The film's massive success opened the door for Fonda's directorial debut in
The Hired Hand, while simultaneously creating expectations the gentle
western was never meant to meet.
"Everyone wanted to see me on a motorcycle smoking pot," he says.
"Foolishly, I thought, 'This'll do it, this'll break the mould.' "

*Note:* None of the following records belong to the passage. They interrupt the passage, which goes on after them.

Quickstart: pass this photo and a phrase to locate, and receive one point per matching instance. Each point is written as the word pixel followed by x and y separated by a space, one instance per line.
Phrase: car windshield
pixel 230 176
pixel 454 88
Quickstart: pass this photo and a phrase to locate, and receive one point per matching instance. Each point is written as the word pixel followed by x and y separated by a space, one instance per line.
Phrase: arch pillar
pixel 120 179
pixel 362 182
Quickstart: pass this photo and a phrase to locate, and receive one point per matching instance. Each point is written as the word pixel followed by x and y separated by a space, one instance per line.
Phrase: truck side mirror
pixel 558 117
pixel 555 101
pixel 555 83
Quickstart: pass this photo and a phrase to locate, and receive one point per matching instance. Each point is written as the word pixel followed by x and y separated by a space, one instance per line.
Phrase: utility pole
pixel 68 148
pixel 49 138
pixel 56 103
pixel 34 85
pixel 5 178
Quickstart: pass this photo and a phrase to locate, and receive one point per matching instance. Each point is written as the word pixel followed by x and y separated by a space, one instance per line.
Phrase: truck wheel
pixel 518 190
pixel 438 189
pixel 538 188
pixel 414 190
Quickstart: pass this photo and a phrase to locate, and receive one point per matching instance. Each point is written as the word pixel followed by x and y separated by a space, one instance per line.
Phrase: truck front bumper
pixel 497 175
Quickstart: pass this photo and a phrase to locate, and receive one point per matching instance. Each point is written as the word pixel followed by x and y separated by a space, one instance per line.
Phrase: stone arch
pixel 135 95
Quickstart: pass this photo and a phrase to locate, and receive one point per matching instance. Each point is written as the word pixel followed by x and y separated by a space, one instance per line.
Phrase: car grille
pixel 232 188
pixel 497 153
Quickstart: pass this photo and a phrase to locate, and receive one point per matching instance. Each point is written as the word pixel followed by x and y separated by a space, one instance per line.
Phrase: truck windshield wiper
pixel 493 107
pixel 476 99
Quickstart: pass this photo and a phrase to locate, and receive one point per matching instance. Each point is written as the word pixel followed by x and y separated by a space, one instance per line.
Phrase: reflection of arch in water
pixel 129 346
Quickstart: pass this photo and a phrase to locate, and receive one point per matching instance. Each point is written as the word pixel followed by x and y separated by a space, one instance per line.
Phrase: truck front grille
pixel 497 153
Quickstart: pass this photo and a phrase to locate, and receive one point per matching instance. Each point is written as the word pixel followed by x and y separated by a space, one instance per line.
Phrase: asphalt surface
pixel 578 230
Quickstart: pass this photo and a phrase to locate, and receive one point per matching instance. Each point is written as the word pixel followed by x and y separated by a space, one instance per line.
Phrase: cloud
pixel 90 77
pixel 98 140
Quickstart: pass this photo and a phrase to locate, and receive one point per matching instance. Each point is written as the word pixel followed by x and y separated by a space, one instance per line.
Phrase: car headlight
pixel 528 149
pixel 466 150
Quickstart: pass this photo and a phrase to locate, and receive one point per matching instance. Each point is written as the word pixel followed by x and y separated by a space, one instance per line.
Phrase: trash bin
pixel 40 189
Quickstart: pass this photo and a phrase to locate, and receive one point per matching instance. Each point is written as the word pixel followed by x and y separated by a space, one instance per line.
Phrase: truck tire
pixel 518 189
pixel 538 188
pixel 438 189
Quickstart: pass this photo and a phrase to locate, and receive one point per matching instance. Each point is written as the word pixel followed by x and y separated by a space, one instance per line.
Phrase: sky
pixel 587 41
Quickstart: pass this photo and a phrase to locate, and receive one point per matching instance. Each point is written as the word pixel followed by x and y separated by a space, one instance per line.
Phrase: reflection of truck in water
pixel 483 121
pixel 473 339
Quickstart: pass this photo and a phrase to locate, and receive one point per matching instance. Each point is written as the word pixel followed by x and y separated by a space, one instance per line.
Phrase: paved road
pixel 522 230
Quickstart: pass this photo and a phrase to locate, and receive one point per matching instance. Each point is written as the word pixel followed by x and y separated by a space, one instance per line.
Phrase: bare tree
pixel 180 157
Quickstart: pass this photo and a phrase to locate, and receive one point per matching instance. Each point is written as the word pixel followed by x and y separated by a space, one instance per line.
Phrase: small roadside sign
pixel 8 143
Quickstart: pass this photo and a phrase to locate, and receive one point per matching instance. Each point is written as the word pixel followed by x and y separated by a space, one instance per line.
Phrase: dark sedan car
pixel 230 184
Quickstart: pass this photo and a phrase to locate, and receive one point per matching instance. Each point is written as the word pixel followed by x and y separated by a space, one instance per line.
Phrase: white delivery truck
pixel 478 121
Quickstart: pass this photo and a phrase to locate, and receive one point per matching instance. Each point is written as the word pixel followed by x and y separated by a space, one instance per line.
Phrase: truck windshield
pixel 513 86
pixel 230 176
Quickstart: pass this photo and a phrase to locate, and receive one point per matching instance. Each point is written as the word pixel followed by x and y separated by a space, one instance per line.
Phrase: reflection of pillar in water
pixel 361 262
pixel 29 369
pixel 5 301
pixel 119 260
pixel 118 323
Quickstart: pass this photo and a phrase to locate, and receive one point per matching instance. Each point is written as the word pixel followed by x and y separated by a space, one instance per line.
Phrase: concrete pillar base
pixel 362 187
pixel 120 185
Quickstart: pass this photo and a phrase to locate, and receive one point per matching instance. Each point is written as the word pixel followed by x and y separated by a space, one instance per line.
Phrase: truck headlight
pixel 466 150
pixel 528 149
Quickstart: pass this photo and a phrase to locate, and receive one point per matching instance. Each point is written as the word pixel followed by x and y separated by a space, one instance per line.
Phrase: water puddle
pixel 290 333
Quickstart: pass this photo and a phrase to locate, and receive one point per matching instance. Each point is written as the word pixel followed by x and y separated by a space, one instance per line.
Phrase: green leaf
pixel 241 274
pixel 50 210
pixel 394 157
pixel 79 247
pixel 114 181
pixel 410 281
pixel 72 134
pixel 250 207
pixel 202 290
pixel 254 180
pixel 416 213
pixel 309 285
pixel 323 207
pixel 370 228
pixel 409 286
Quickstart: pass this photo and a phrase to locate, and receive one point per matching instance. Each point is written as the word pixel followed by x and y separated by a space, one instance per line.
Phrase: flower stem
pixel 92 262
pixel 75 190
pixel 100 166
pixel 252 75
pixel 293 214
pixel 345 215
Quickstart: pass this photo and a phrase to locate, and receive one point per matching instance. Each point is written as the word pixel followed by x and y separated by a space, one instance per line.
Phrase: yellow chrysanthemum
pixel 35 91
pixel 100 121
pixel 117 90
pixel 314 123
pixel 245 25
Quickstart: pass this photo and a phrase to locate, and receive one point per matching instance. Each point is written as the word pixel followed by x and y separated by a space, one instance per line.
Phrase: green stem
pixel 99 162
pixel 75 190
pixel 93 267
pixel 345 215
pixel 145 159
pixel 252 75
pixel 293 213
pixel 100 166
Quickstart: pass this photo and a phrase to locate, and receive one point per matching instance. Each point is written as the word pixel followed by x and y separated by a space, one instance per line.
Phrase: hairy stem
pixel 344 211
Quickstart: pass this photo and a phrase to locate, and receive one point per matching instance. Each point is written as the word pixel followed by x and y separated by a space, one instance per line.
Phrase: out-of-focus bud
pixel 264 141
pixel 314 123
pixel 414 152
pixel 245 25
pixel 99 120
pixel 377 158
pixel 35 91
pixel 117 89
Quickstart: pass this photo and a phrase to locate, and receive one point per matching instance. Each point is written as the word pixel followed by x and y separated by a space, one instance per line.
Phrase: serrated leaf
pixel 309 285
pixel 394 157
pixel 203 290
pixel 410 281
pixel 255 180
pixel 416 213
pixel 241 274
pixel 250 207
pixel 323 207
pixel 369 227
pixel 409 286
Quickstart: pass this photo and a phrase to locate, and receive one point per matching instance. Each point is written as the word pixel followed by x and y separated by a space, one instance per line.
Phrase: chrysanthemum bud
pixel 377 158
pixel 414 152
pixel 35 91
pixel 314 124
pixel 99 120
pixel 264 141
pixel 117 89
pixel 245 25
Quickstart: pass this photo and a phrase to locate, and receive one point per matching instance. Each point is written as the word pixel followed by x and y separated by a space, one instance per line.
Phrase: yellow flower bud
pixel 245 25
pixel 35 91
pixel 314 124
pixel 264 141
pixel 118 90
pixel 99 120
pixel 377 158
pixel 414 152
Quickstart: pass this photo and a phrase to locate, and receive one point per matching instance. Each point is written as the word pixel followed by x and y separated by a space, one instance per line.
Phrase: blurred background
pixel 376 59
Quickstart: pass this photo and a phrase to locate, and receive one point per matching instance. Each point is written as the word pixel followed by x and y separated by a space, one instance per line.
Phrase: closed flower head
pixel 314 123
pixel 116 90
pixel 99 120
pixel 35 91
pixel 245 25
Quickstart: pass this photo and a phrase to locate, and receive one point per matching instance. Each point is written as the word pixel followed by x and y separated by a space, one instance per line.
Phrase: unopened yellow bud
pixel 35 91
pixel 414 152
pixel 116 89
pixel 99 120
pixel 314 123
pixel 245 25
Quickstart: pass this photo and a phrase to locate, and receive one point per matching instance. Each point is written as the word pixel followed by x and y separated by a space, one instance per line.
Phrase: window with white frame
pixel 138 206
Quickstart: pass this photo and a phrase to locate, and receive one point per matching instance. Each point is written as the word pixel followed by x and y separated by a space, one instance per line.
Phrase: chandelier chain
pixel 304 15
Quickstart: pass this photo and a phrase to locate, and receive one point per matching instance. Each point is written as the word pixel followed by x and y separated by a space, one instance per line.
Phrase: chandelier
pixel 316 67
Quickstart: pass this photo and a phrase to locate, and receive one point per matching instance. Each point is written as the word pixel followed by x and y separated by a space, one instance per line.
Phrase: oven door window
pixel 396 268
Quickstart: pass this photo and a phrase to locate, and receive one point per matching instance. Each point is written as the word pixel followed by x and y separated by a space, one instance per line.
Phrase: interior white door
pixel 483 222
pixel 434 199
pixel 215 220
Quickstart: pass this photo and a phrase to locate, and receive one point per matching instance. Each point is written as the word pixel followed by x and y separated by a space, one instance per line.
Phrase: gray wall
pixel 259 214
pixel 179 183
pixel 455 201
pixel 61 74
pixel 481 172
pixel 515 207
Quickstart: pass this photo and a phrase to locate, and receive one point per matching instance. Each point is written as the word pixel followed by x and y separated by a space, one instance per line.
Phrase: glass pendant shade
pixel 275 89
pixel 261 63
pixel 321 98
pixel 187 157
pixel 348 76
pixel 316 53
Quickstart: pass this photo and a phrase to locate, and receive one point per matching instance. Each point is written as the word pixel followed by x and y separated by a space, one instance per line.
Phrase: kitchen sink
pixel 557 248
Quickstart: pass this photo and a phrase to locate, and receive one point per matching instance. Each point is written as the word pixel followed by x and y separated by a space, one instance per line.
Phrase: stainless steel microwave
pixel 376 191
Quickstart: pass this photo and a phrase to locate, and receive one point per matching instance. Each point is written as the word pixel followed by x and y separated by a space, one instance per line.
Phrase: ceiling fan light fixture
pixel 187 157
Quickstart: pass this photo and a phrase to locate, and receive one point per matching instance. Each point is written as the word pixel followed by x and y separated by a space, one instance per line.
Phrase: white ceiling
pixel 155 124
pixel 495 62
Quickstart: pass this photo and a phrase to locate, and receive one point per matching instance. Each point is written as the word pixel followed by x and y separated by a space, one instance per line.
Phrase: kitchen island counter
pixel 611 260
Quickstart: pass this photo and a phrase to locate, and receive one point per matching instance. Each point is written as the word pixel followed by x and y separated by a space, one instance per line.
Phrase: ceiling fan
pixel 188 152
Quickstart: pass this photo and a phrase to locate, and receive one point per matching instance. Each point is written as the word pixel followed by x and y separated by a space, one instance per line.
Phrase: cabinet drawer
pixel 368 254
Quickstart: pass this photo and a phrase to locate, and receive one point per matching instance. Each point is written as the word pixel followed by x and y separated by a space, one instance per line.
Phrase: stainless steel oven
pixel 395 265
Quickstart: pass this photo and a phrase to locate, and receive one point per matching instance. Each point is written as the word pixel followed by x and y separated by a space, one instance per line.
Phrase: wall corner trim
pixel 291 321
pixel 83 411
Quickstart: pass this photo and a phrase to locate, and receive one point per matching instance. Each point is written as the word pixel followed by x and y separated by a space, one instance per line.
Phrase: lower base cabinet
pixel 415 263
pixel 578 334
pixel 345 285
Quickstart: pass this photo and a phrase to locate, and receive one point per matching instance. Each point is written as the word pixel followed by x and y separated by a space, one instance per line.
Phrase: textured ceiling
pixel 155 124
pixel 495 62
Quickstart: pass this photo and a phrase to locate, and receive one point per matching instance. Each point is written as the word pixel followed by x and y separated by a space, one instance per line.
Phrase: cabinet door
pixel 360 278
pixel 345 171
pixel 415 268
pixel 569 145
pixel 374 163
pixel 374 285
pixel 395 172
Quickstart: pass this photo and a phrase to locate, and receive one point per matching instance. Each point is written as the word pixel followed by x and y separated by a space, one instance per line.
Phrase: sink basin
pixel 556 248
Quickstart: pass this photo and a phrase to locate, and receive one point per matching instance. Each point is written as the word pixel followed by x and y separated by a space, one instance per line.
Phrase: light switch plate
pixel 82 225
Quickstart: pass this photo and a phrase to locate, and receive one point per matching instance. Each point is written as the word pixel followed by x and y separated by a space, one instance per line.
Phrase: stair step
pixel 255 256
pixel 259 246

Universal Studios didn't know how to market the film, Fonda says, so they
advertised it as a rip-roaring Easy Rider on four legs. When a friend saw
the billboard Universal had erected over Sunset Boulevard, he called to
warn him about it.
"I was in Idaho filming," Fonda remembers. "I chartered a jet, my lawyer
picked me up at the airport, and he drove me to see this great, big billboard."
Looming high above was a picture of Fonda, roped to a tree, pistol in his
belt, with guns blazing around him. Aghast, he headed to Universal and
demanded that they take it down, or he'd take it down himself -- with
explosives.
"I called my editor's brother, Richard, from inside this guy's office,"
Fonda says with a chuckle.
"Richard answers, and I say into the phone, 'If you don't hear from me in
15 minutes, blow it.' Richard has no idea what's going on, and he's going,
'What? Blow what?' The Universal guy is getting all upset, he thinks I'm
really getting ready to blow the thing up, and he says, 'OK, OK, we'll take
it down.'
"So I call Richard back, and I say, 'OK, don't do it. Don't blow it up,'
and Richard's like, 'Well, wait a minute. What is it? Maybe I want to blow
it up.' "
The sign came down, replaced by a plain black canvas bearing only the
film's title.
The Hired Hand, which Fonda has said he'd like to be his epitaph, is a
western with an unorthodox view of women.
"It was the finest script I'd ever read," he says. "It's the first, and
maybe the only, western that portrays women as more than an adornment on a
man's arm."
He's deeply proud of it, particularly now that he and partner Frank Mazzola
- -- the film's original editor -- are getting to show people a restored,
re-mastered print. He also has plenty of behind-the-scenes stories he wants
to share at the screening Q and A sessions on June 26 at the Globe Cinema.
Fonda has a letter from his dad that he wants to share, too. It was written
after Peter got the chance to direct his father in the 1979 film, Wanda Nevada.